F E Smith and other Law Specialists are ready to help you
Customer: replied 6 months ago.
Thanks for your reply can I pay the fee and ask the court to resolve this , will the other party be able to claim costs against me. I have been told by a guy at work that the judge normally won't award costs to either party if we don't first try to resolve the issue. If I left it would my deeds be OK as they show a line marked in red as our shared access right of way signed and dated 1963 as we are worried that if we sold the house the deeds are not correct .thanks
Expert:  F E Smith replied 6 months ago.

There is nothing to stop you paying the court fee yourself and litigating yourself. If the other party uses solicitors and your claim is not successful, they can claim solicitors costs against you.

What you have been told is not strictly correct. You tell the other person that if they don’t regularise the situation, and make the access a reasonable width, you will apply to court for a court order to determine the matter. If they just ignore it or refuse, you have no option but to go to court.

If you simply went to court without warning them, you could get penalised with regard to costs even if you were successful in getting the court order.

If he is building over a right-of-way which is a shared access, he is restricting that right-of-way. The court would also look at whether the restriction is substantial or not. For example, a wheelie bin which obstructs a drive which is 24 foot wide is not substantial obstruction. However on a path which is 1.5 m wide it is substantial. Therefore it comes down to the facts and evidence as to whether this is a substantial obstruction. Notwithstanding the dimensions, the fact that it has come down in size by such a large amount, I’m of the opinion that the judge would find it to be a substantial obstruction.

If he has not started building, it depends whether he also wants to risk many thousands of pounds just for the tiny amount of extra building.

Customer: replied 6 months ago.
Thank you he has got the buildings erected and roofs on , however he has not finished as he has not built it in stone as per application and the driveway is about 400cm to short so he has to resubmit new plans . I have tried writing to him and sending emails no reply. I will still send emails and send mail recorded from now one again many thanks phil
Expert:  F E Smith replied 6 months ago.

Thank you. Unfortunately, then it’s unlikely that you are going to get anything out of the neighbour than compensation if this goes to court. It is unlikely that the court would make him tear the wall because you have let him do this without taking any action. The court look at this is that you should have made the application as soon as the plans were submitted error if it wasn’t evident from the plans, as soon as he started digging the foundations. Then you could possibly have got it moved but it’s unlikely now.

Customer: replied 6 months ago.
He has offered.
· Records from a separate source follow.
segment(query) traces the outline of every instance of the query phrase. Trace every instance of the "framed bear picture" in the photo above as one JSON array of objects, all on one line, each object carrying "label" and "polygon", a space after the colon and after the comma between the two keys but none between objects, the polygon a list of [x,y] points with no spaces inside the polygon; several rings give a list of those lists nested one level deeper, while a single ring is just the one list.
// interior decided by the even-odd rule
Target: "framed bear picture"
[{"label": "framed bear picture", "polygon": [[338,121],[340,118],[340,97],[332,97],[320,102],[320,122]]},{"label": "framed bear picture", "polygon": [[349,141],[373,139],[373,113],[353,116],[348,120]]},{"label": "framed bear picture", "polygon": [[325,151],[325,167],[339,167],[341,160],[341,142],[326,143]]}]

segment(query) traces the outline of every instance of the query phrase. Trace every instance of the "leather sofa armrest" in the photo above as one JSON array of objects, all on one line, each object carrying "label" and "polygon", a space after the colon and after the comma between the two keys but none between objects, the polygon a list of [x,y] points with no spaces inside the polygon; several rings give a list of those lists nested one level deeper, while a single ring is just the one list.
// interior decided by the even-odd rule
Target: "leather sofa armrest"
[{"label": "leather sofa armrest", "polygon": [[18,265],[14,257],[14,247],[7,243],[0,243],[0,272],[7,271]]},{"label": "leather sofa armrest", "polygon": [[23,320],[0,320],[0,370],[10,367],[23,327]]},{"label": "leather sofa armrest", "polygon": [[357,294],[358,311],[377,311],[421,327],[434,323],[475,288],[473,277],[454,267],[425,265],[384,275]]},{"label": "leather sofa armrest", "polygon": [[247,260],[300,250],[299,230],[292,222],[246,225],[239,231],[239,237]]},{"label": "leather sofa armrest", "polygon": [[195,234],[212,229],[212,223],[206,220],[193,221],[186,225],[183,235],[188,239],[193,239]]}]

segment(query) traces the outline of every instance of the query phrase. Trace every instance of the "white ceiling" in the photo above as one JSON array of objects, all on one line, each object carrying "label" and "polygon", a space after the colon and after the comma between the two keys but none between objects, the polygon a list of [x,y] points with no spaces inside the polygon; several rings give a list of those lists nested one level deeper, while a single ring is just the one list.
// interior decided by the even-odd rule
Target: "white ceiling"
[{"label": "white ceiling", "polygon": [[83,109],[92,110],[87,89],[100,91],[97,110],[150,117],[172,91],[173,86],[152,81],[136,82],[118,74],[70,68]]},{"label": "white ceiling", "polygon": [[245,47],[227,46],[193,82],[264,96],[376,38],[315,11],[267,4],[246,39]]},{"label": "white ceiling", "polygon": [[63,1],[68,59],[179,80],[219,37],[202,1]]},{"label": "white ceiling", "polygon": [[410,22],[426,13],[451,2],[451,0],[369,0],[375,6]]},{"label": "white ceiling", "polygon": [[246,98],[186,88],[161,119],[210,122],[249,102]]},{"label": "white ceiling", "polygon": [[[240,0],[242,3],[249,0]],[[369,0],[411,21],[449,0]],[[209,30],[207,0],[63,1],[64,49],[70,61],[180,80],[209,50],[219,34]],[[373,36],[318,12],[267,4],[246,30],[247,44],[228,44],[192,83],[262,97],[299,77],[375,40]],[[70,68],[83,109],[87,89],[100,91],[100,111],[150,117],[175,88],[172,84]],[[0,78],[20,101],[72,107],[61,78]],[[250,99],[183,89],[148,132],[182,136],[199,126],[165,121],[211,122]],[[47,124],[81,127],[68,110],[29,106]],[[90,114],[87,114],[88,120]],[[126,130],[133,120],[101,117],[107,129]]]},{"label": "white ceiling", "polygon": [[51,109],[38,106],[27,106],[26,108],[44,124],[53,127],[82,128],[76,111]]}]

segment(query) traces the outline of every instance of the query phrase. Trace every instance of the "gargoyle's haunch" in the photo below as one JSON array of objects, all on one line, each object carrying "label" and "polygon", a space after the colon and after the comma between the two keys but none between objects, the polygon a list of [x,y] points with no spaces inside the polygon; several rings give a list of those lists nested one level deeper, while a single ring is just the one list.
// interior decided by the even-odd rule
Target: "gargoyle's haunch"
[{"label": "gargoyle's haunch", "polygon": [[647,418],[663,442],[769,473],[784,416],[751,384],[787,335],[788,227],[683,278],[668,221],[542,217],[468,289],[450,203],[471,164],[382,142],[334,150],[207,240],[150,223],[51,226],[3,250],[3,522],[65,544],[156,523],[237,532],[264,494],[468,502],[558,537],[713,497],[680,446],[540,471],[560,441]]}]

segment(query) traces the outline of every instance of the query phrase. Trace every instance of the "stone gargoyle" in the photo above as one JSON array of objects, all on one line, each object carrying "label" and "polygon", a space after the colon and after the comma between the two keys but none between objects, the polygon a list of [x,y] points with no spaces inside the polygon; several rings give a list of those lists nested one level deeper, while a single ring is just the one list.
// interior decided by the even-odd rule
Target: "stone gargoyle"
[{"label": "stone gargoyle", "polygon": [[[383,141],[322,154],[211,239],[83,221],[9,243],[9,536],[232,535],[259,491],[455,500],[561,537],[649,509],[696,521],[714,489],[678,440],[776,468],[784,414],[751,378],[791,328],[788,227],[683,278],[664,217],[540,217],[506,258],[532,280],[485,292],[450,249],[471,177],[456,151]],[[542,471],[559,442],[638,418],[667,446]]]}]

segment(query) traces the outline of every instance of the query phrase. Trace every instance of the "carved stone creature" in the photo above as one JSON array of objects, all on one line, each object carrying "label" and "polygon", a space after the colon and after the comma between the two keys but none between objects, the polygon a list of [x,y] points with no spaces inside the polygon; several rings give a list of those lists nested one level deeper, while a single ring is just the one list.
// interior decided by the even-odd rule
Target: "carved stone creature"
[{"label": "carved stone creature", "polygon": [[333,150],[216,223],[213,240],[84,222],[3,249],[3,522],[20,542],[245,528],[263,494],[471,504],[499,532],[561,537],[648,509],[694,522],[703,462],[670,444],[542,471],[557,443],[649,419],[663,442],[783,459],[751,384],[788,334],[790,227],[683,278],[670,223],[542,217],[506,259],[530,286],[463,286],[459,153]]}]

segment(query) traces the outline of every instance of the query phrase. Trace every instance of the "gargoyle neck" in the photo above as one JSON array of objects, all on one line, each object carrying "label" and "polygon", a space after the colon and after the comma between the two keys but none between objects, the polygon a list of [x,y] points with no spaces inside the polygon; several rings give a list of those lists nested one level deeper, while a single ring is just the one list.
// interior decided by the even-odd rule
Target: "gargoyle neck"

To move our garden fence at his expense further onto our garden, as it would mean us loosing approx half a Mtrs of garden the full length we said that he could buy this strip .as then it would revert the access back to what it was.We had a reply from the planning officer who was trying to negotiate a settlement as they would not deal directly with us, that he would move fence but not pay for land.
Expert:  F E Smith replied 6 months ago.

You have a solution albeit that you lose some land but you would be entitled to be compensated for that land.

The argument now is just over that cost. It depends how valuable that piece of land is to you and what the quality of defence that he is going to put up is. What you would need to do is grant a licence over that piece of land if you are retaining it and he is not buying it from you, so that you could always grab it back at some stage in the future.

One of the thing the neighbour seems to be missing is that if you did the same thing as he’s done, I imagine the right-of-way would disappear altogether. How would he feel about that?